What decides which model goes in your agent?
Most people pick an agent model on one of those four, so did I until this week.
Two models landed this month for running agents on their own, for hours at a stretch.
GPT-5.5 came on April 23 and Qwen 3.7 Max more recently.
On Terminal-Bench 2.0, the benchmark built for exactly that work, GPT-5.5 leads by 13 points, 82.7 to 69.7.
It also costs 4x more on output and 2x as much on input.
Benchmark-watchers and price-watchers are looking at the same two models and coming to opposite conclusions.
I didn't want to settle it from a table of scores.
So I gave both the same job on the same machine, told them not to check in with me, and watched what they did.
Before We Begin
DevTools That Caught My Attention
1. Boxes.dev: Gives every Claude Code or Codex thread its own cloud VM with a full dev environment, so you can run and steer agents from desktop or mobile instead of leaving a laptop cracked open all day. It runs on your existing Codex or Claude Code subscription.
2. Paseo: An open-source app that drives Claude Code, Codex, Copilot and OpenCode through one interface across desktop, mobile, CLI and web, with voice control and a self-hosted, no-telemetry design.
3. Lowfat: A pluggable command-line filter that sits between you and an LLM and strips noise from the context before it gets sent, aimed at cutting the token bill on agent-heavy workflows. The author reports it trimmed 91.8% of his tokens in testing.
The Test
I wanted a task that couldn't be faked.
Fixing a bug in an existing repo is an option, but it skips whether a model can build from scratch and then live with what it built.
So I handed each one an empty directory and the whole job, write a small service, test it, extend it, keep the tests green after the change.
That's the loop where a solid agent shows itself, because somewhere in there it has to trip over its own setup and recover without me.
Same prompt to both, verbatim:

GPT-5.5 ran in Codex at medium reasoning, and Qwen 3.7 Max in OpenCode.
The Run
Both got to green eventually but the difference was in how.
Qwen barely broke stride.
It tried pip3 install, hit the externally-managed-environment error, and switched to a venv on the next move.
From there it built the service, wrote the tests, added cancel, ran it all again, so eight tool calls with no detours.
GPT-5.5 hit the same wall and fumbled it.
It tried to run the suite three ways, pytest, then python -m pytest, then python3 -m pytest, each time calling a test runner that wasn't installed yet.
Only after the third miss did it build a venv, the move Qwen had made instantly.
Then it did something Qwen never did: it stopped and asked me.

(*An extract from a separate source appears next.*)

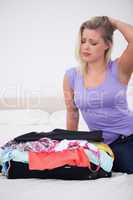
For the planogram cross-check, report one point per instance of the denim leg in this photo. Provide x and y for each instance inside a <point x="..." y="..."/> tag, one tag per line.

Installing dependencies tripped Codex's sandbox, so it paused for permission instead of pushing through.
Its own final report said it finished "mostly, but not fully in the strict sense." while Qwen just kept going.

The tests said the same in miniature.
The spec asked for two cancel-path tests, success and 409.
Qwen wrote three and left no warnings. GPT-5.5 wrote the two, then carried a pytest warning through both runs without chasing it down.
Side by side:

Then there's the bill.
OpenCode showed Qwen's whole run landing at $0.08.
Codex doesn't put its spend on screen, but the math is plain: GPT-5.5 costs 4x more per output token and made more calls to get to the same place.
When Each One Wins
I’d call this a split decision.
GPT-5.5 still owns the hard, long-haul jobs, and one task doesn't change that.
The 13-point Terminal-Bench lead is legit, and it shows up on work gnarlier than mine.
Qwen wins the loop most of us live in, the ordinary work of adding something and keeping everything else green.
That's the bulk of daily agent work, and Qwen handled it in fewer steps and recovered faster, at a quarter the output cost.
Over a long run the gap widens, since its cached input drops 90% the deeper the context goes.
Two caveats:
The models ran in different harnesses, and part of the "GPT-5.5 stopped to ask" gap is Codex's approval config.
And this was an easy task, a four-endpoint service that never stress-tests Qwen's 35-hour marathon or GPT-5.5's long-horizon lead.
The launch catch still stands too.
Qwen is closed-weights, API-only on DashScope, so "Chinese model" doesn't mean self-hostable.
Reviewers also flagged that its low hallucination score leans on the model abstaining more often, worth testing on your own data before you ship.
My take
I expected GPT-5.5 to win this, and not by a little.
The agentic-coding gap is wide, this was an agentic coding task, and the favorite was supposed to walk it.
It didn't.
The cheaper model got there in fewer moves and cleared its one snag faster.
None of that shows up on a leaderboard.
Terminal-Bench doesn't tell you how many wrong turns it took, what they cost, or whether it stopped halfway to ask permission.
On a real loop, those are the numbers that hit your bill and your patience.
"Which model is best" stopped being the useful question a while ago.
What matters is how a model behaves when it hits a wall and no one's watching.